Here Bernadette McGrory Farrell of W.O. McGrory & Company continues her look at key business management issues for achieving success in today’s uncertain business climate.
Over the almost 40 year life of our 2nd generation Accountancy Practice we have identified these ten pitfalls as common to almost every small business.
1. Cash Flow Problems 6. Overtrading
2. Lack of Capital 7. Costing and Pricing Issues
3. Annual Accounts 8. An Inability to Generate Sales
4. ‘The Big Contract’ 9. Practical Planning for Growth
5. Small Customer Base 10. Excessive Personal Drawings
In last month’s article I looked at the importance of recognising what stage in its life-cycle your business is at and what its key requirements are, and how you can use your accountant to help provide you with the management information you need. Here I am going to look at Pitfall 1.

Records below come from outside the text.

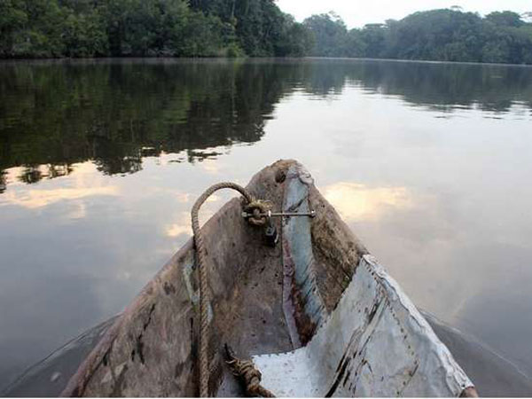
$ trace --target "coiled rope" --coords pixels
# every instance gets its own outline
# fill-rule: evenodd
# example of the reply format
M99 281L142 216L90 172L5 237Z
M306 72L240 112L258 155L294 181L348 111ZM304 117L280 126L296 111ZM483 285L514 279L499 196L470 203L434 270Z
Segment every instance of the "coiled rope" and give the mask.
M266 223L264 217L259 216L267 210L266 202L255 200L252 195L244 187L230 182L218 183L212 185L205 191L203 194L196 200L192 211L192 232L194 234L194 244L196 245L196 254L198 254L198 267L200 269L200 395L201 397L208 397L208 276L206 269L206 253L203 236L200 230L200 220L198 214L200 207L215 192L222 189L232 189L239 192L247 201L246 209L251 212L254 216L248 219L254 225L262 226Z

Pitfall 1 Cashflow Problems
First this month, I want to explode a popular myth. The myth is that a profitable business will always survive. Not so. Cash is king. Profit is no good if it is tied up in stocks, debtors, work-in-progress or equipment. Managing your cash flow is the single most important factor in surviving in business. This means having tight control over your debtors, over your stock, over your expenditure, and over your bank balance.
If making or providing your product or service is the engine of your business, then managing your working capital is making sure the engine of your business has oil in it. Firstly let’s get rid of the jargon. Working capital simply means the amount of money that is invested in your stock, your debtors (money owed to you for sales), your creditors (money you owe for raw materials/consumables/taxation), and your bank balance. This is a circular relationship. If you are holding too much stock for too long, not collecting in the money owed to you fast enough, then the profit you think you are making in your business is no good to you.The other half of the working capital circle is paying your creditors and getting money into the bank. If this is not happening you could be profitable and still find your business in serious trouble.

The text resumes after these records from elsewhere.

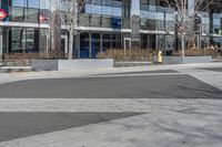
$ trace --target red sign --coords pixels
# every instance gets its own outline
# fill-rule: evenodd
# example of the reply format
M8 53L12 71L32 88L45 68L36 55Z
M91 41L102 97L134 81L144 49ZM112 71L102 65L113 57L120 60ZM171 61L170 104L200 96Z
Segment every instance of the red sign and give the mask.
M0 9L0 20L3 20L7 18L7 11L3 9Z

The key tool for managing this is drawing up a Cash Flow. Your accountant will help you with this. Keep your cash flow document up to date and keep it live. This document ’does what it says on the tin’, it is the best way of ensuring that cash flows through your business and doesn’t get stuck in stocks or debtors. It forces you to plan and forsee how expenditure will occur and to recognise the difference between the cash that belongs to the business and the cash that is yours.
Use the resource that is your accountant to help you with this area. Your accountant will only be too happy to work with you to ensure you have the best information so you can keep your business on a straight path in these uncertain times.